The transaction, he stated, “crystallizes future earnings and capital releases that will further support our growth and shareholder value creation.”
The deal is expected to close by the second quarter of next year, following regulatory approvals and customary closing conditions.
Last December, Sun Life revealed that it was exiting the variable annuity
business and individual life insurance products in the U.S. Due to low interest rates in the U.S. and tougher capital reserve requirements for foreign-based insurers, companies like Sun Life have found it increasingly difficult to hedge their annuity business. Several have followed Sun Life’s lead and closed or curtailed their VA sales.
This represents the second time Guggenheim has crossed the border and fetched the annuity business of a Canadian insurer. In August, two of its affiliates, Security Benefit Life Insurance Co. and Equitrust Life Insurance Co., agreed to the purchase of Quebec-based Industrial Alliance Insurance and Financial Services, Inc.’s U.S. fixed annuity business for $800 million. Published reports have also speculated that Guggenheim is in the running to buy Aviva USA, a leading provider of indexed annuities.
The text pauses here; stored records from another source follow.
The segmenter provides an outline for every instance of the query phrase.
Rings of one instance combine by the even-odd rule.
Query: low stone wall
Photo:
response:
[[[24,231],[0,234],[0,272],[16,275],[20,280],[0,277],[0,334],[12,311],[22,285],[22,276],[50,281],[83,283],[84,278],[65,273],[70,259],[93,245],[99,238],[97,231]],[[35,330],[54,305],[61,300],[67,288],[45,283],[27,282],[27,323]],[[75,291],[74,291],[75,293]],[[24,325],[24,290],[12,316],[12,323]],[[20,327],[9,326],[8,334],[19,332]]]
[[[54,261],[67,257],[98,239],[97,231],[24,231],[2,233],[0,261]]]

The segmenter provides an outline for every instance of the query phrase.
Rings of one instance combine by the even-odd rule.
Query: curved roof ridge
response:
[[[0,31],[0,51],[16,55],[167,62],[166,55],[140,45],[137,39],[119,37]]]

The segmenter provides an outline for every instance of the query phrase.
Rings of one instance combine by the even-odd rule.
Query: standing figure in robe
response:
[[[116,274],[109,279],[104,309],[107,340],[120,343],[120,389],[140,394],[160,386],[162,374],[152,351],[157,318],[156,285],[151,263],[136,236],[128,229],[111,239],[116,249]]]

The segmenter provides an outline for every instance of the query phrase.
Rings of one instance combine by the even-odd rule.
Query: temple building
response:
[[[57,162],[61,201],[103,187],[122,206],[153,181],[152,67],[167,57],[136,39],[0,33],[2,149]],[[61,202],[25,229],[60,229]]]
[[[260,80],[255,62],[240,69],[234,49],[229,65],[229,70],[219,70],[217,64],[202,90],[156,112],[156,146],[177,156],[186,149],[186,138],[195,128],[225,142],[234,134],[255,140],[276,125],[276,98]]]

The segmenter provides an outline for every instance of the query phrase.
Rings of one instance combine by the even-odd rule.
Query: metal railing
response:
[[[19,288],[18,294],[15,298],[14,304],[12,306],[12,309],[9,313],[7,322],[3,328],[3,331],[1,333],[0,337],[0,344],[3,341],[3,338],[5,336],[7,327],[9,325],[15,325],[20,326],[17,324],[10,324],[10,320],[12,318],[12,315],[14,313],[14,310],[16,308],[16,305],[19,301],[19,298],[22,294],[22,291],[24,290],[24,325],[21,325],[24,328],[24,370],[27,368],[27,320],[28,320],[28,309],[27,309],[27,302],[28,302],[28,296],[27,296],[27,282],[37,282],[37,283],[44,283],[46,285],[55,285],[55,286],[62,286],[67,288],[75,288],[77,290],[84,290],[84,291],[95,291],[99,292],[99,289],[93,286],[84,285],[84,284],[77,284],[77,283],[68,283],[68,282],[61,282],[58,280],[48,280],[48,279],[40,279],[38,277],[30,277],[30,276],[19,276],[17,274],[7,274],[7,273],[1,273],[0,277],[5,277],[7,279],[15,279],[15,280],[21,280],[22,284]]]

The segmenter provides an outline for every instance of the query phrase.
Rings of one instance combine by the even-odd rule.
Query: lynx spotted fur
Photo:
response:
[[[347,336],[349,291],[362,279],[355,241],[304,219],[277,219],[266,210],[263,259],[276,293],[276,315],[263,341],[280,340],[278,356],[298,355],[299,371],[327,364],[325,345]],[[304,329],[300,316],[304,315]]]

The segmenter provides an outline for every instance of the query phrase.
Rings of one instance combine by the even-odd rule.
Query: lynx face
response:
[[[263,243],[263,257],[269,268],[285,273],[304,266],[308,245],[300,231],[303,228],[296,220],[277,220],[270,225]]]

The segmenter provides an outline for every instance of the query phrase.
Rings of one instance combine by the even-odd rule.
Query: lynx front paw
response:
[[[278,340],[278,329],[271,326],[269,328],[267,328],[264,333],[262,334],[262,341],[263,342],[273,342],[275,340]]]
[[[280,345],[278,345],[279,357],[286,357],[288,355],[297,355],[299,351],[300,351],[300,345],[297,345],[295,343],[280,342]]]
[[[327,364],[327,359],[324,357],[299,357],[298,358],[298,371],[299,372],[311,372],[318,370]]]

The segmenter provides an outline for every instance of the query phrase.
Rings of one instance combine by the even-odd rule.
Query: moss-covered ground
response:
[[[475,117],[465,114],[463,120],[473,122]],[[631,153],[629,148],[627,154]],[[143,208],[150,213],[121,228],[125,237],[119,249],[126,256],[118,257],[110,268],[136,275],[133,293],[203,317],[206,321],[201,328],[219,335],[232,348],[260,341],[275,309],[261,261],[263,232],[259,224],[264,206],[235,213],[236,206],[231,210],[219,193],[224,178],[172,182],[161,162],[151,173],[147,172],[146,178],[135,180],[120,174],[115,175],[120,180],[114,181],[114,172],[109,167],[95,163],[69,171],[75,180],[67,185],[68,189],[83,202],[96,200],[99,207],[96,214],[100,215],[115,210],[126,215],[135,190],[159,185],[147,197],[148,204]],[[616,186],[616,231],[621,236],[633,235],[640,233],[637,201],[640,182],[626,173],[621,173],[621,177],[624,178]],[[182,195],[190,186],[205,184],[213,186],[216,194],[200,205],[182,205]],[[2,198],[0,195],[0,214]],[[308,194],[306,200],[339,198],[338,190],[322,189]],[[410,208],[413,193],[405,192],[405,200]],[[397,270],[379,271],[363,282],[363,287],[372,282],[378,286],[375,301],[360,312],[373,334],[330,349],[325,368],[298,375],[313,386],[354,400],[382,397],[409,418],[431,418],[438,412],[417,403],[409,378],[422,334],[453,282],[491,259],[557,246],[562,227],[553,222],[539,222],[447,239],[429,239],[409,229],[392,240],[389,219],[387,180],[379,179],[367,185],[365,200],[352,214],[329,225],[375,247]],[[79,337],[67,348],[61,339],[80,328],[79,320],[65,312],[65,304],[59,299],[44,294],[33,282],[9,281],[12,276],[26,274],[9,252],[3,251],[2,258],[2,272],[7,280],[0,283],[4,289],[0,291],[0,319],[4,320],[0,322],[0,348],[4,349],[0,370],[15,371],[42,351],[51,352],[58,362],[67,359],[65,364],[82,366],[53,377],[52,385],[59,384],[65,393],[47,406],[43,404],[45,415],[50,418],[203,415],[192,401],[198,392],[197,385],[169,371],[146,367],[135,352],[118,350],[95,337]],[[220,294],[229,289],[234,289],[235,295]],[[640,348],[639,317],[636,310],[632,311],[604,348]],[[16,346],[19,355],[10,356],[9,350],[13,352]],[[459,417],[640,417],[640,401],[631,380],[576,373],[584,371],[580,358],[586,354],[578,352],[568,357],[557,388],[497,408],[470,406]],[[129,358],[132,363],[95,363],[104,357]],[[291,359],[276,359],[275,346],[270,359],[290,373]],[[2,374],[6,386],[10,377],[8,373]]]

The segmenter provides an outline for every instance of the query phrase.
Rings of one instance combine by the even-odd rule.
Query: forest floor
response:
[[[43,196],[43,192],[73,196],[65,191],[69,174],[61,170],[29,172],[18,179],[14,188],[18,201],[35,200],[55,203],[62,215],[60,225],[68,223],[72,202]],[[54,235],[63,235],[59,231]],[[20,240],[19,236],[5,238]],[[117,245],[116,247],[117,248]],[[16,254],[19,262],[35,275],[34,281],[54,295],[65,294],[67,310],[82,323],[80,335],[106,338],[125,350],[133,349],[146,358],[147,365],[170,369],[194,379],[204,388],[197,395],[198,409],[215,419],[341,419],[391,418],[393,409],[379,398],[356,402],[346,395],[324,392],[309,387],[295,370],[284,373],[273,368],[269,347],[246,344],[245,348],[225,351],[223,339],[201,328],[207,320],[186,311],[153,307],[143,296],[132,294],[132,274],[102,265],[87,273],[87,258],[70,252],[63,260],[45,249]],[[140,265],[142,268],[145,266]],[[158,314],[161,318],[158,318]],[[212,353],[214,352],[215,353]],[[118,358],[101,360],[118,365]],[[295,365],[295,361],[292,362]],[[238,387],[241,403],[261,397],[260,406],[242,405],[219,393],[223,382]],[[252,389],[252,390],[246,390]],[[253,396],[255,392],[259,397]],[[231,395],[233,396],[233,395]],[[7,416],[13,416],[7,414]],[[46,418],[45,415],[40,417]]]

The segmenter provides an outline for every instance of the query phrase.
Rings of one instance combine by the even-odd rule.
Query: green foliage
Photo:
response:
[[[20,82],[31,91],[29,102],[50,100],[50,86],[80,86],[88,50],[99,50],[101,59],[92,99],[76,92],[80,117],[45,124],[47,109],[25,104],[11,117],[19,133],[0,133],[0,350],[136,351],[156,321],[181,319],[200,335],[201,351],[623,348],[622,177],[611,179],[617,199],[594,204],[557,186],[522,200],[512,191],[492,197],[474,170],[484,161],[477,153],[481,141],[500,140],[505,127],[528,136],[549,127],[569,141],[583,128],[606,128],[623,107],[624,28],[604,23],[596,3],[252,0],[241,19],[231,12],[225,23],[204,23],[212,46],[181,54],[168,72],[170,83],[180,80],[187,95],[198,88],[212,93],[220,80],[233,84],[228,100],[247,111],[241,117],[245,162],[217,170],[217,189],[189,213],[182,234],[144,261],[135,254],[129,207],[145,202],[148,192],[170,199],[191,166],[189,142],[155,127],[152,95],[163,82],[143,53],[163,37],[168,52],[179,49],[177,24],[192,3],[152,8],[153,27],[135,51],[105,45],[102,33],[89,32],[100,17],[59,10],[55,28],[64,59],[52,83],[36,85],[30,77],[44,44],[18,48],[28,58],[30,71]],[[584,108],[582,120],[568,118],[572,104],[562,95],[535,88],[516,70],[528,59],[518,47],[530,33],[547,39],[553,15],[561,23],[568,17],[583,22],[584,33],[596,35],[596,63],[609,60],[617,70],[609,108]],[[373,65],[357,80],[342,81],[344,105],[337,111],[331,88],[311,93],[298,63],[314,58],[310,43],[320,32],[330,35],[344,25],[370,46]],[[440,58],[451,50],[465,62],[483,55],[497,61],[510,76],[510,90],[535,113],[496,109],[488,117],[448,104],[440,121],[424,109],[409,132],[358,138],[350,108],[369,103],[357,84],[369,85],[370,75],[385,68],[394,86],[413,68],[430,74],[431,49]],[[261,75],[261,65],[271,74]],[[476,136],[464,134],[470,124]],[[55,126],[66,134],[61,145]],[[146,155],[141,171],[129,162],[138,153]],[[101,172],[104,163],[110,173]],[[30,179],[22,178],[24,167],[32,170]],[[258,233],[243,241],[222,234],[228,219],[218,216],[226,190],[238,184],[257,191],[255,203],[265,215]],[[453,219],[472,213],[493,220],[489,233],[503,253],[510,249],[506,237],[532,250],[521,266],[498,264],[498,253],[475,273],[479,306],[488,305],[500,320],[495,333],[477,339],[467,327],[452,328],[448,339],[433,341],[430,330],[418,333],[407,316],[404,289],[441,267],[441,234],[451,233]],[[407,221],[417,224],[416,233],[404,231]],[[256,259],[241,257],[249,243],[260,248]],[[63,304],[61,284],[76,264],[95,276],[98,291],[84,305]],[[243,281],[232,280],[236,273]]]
If completed, this deal would represent a departure from Guggenheim in that it would take over a variable annuity line of business. As noted by Sterne Agee analysts John M. Nadel and Alex Levine in an analysis of the deal released this morning, this would be the first time in five years that private equity has acquired a variable annuity book of business. Private equity, they pointed out, has concentrated chiefly on fixed and indexed annuities.
“We believe this transaction has the potential to shape investor perceptions about the VA business broadly,” Nadel and Levine wrote. “It is the first privately negotiated transaction in at least the past five-plus years that is assigning a value to a variable annuity book of business. Obviously we will be keenly interested in whether either party discloses the discrete value placed upon the VA block.”
According to Sun Life, the deal will result in a reduction in book value of $950 million (Canadian) at closing. It furthers estimates an impact to earnings of 22 cents per share in 2013. Its earnings sensitivities relative to equity markets would be reduced by 50 percent and earnings sensitivities relative to interest rates would be reduced by 35 percent, detailed a company statement.
Sun Life also doesn’t anticipate the deal will change its Minimum Continuing Capital and Surplus Requirements ratio. At close, the transaction is expected to result in a cash level at Sun Life Financial of $1.9 billion (Canadian), net of the planned repayment of $350 million (Canadian) of debt in June 2013.
Morgan Stanley & Co. LLC served as financial advisor and Debevoise & Plimpton LLP served as legal advisor to Sun Life Financial.